Why you’ll want a Bronze turkey

These caramel-fleshed specialty birds are getting high marks from Canadian chefs

Pamela Cuthbert

Why you’ll want a Bronze turkey

It’s not your average tom. The Bronze turkey coming to market in time for the holiday season is the latest must-have for lovers of heirloom foods. Dark and robust, it doesn’t look or taste like a Butterball. And with a price tag of $100 or more—or $17.50 a kilo at one butcher shop—neither does this hard-to-find fowl have much in common with an ordinary, buckshot-riddled wild turkey, which comes free of charge save a hunting licence and ammunition.

It took two years and some risk, but Cumbrae’s butcher-shop owner Stephen Alexander in Toronto and Ontario farmers Emily and Scott Nieuwland felt certain these specialty birds could fly—off the shelf. They decided on the Bronze, a caramel-fleshed heritage breed, that, unlike its commercial brethren, mates naturally. Nieuwland recalls he first located eggs at a farm “someplace near Texas,” but wanted something closer to home. Last year, he found Bronze poults, or baby birds, on an Albertan farm. “They flew red-eye on WestJet,” he recalls of the summer shipment. Nieuwland doesn’t want to name his source: “It took a long time to find him and he’s got a short supply,” he says.

At about 3.5 kg to 8 kg, Alexander says of the Bronze, “It’s closest in my mind to a game bird. Comparing the white [industry standard] turkey to the heritage one is like comparing a chicken to a pheasant.”

Still a rarity in Canada, these alt-turkeys are all the rage for seasonal shoppers at high-end stores such as Dean & DeLuca in New York. The fetish runs so high that selecting a turkey through an American website retailer requires clicking on the photo of the live bird of choice—and it’s so successful an approach that in the days leading up to American Thanksgiving, the images are stamped: Out Of Stock. Humorist and foodie Nora Ephron wrote in 2005 that she was embarrassed to find herself out of the loop and without the de rigueur centrepiece for her Thanksgiving table. That was a few years after the launch of the American Heritage Turkey Project, which, in just seven years, has grown from a marginal operation selling about 600 birds to over 10,000 annually. In fact, they’re so hot, there are already reports of fraud south of the border: cross-breeding of commercial lines with heritage stock.

Rare Breeds Canada, an organization dedicated to preserving and promoting traditional and often endangered livestock and poultry, lists about 50 producers raising heritage turkeys in Canada. “Very, very few of them are commercial. Maybe five,” says turkey coordinator Margaret Thomson. On Vancouver Island, Stonecroft Farm raises flocks of about 700 of these birds, she estimates. The Nieuwlands have raised two flocks of about 500 each. (By comparison, Canadian turkey farms average 54,000 birds per farm.)

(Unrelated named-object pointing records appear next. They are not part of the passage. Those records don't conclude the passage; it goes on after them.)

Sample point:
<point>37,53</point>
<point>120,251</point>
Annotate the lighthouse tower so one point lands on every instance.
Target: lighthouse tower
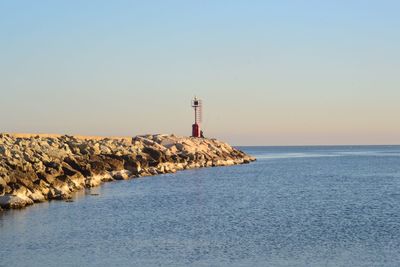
<point>196,104</point>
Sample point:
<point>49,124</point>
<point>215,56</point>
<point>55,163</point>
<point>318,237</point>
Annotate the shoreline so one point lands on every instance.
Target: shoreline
<point>40,167</point>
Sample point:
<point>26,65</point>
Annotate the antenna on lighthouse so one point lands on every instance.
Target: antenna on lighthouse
<point>197,105</point>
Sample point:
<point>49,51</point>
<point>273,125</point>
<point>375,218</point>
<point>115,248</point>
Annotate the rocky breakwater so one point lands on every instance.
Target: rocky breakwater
<point>39,168</point>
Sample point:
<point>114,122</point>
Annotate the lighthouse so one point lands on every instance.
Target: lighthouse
<point>196,104</point>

But in a world where convenience reigns so supreme that supermarket turkeys come in freezer-to-oven versions that are pre-stuffed—just heat and serve!—the heritage comes with a set of challenges beyond price. Splendido chef David Lee, cooking at home, tried his first Bronze turkey this Thanksgiving. “It was better than the regular turkey. It was more plump, more full-bodied,” he says, adding a note of caution: “But there is more room to fail.” He found it cooked quickly and needed a low oven temperature “so that all the juices were sealed in.”

Cumbrae’s Alexander agrees that education is key. “We had to really tell people that this was a different kind of bird. It would cook differently, eat differently.” The bronze feathers, which are dark at the root, leave little pin marks on the skin. “I was blown away by these little black ink marks,” he says. “That’s how a turkey should look.” But he got a lot of calls. “People complained, ‘There are black marks on the turkey,’ and we needed to let them know that it’s normal.”

In spite of hurdles, Nieuwland is confident the market will grow. With his flocks sold out this fall, he plans to expand for next. Ontario chef Stephen Treadwell has tasted the Bronze. “It’s totally opposite of the water-chilled turkey,” he says, adding that the price is higher but since these birds “don’t shrink as much” the weight, after cooking, is higher. Although he wouldn’t normally put turkey on the menu at his Port Dalhousie, Ont., restaurant, called Treadwell, he “would love to get some of these” from Cumbrae. But there aren’t enough to go around. If Nieuwland’s plans for expansion work out, Treadwell might get his wish next year.